Review: Migrations

“We are, all of us, given such a brief moment of time together, it hardly seems fair. But it’s precious, and maybe it’s enough, and maybe it’s right that our bodies dissolve into the earth, giving our energy back to it, feeding the little creatures in the ground and giving nutrients to the soil, and maybe it’s right that our consciousness rests. The thought is peaceful.”  

Charlotte McConaghy

Migrations by Charlotte McConaghy
254 pages
Genre: Fiction, environmental fiction
Published by Flatiron Books, 2020
Rating: 5 out of 5 stars 
Reviewed by Indiana 


Synopsis from the publisher:

Franny Stone has always been the kind of woman who is able to love but unable to stay. Leaving behind everything but her research gear, she arrives in Greenland with a singular purpose: to follow the last Arctic terns in the world on what might be their final migration to Antarctica. Franny talks her way onto a fishing boat, and she and the crew set sail, traveling ever further from shore and safety. But as Franny’s history begins to unspool—a passionate love affair, an absent family, a devastating crime—it becomes clear that she is chasing more than just the birds. When Franny’s dark secrets catch up with her, how much is she willing to risk for one more chance at redemption?
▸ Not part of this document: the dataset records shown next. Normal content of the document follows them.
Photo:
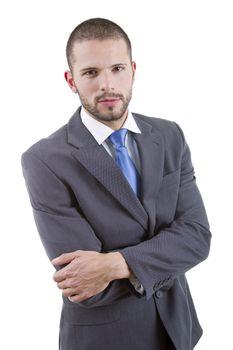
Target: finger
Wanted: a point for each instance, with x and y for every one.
(65, 258)
(69, 292)
(79, 297)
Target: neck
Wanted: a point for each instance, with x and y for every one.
(113, 124)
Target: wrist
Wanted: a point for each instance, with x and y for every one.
(118, 268)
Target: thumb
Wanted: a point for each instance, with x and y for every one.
(65, 258)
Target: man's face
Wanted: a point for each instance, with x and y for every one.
(102, 75)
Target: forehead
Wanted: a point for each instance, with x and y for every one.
(95, 53)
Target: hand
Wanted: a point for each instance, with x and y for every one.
(88, 273)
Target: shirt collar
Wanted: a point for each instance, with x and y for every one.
(101, 131)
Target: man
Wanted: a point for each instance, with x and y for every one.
(116, 205)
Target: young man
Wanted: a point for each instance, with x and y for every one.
(117, 207)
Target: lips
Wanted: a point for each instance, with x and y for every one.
(106, 100)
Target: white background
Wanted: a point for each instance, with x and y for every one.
(183, 51)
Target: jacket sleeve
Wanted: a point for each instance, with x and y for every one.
(179, 246)
(61, 225)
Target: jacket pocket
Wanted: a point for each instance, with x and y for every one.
(78, 315)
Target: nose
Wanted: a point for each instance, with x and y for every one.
(106, 82)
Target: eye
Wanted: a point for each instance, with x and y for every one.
(118, 68)
(90, 73)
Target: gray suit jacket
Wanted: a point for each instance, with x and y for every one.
(81, 200)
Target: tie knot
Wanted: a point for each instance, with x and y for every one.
(118, 138)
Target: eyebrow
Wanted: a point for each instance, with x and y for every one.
(91, 68)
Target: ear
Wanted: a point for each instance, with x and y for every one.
(133, 68)
(70, 81)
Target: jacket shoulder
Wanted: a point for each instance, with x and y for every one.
(169, 130)
(54, 142)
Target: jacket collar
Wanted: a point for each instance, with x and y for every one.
(99, 163)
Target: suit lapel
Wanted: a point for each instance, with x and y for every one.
(100, 164)
(151, 152)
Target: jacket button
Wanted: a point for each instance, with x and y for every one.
(159, 294)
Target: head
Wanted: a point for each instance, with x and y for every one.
(101, 70)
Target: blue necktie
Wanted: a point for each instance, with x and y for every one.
(124, 161)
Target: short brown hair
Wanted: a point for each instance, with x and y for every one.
(96, 29)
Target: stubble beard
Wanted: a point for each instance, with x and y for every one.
(111, 113)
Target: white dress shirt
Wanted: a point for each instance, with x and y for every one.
(101, 132)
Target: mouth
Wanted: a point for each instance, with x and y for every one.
(109, 101)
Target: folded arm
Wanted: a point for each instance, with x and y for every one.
(61, 224)
(177, 247)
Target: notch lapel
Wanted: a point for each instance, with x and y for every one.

Epic and intimate, heartbreaking and galvanizing, Charlotte McConaghy’s Migrations is an ode to a disappearing world and a breathtaking page-turner about the possibility of hope against all odds.

Review:

This engrossing novel held so much within its relatively slim binding: adventure, tragedy, mystery, romance, and more. 

McConaghy does an excellent job of including all the necessary details; just enough so that one can see the near-future world she’s created, without overdoing it. She has also created a protagonist so layered and complex I would love to hear more of her story. 
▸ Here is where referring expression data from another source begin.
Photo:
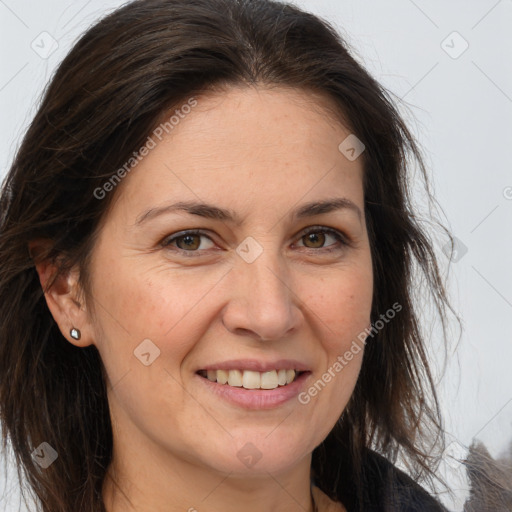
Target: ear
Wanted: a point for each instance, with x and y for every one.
(63, 297)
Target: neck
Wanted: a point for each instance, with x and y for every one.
(169, 484)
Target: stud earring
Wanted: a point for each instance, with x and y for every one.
(74, 333)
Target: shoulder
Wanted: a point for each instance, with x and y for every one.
(392, 490)
(385, 488)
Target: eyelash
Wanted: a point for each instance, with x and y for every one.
(340, 238)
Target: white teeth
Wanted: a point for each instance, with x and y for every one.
(269, 380)
(235, 378)
(222, 376)
(250, 379)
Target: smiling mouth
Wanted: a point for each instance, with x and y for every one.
(249, 379)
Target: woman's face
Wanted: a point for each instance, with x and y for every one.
(250, 293)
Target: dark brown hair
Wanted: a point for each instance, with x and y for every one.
(106, 96)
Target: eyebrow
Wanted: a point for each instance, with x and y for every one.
(210, 211)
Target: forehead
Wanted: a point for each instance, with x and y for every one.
(245, 144)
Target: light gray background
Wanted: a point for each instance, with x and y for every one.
(459, 108)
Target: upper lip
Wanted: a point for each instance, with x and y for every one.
(257, 365)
While much of Franny’s experiences are beyond anything I’ve encountered, her wanderings and obsession with birds and the rapidly deteriorating wildlife populations are unexpectedly relatable. The way that McConaghy slowly unravels Franny’s past throughout the novel is incredibly well-done and surprising, even toward the latter parts of the novel where, as a reader, you think you’ve figured it all out. 

I’m already looking forward to McConaghy’s next book, called Once There Were Wolves, which it sounds like will be written in a similar vein.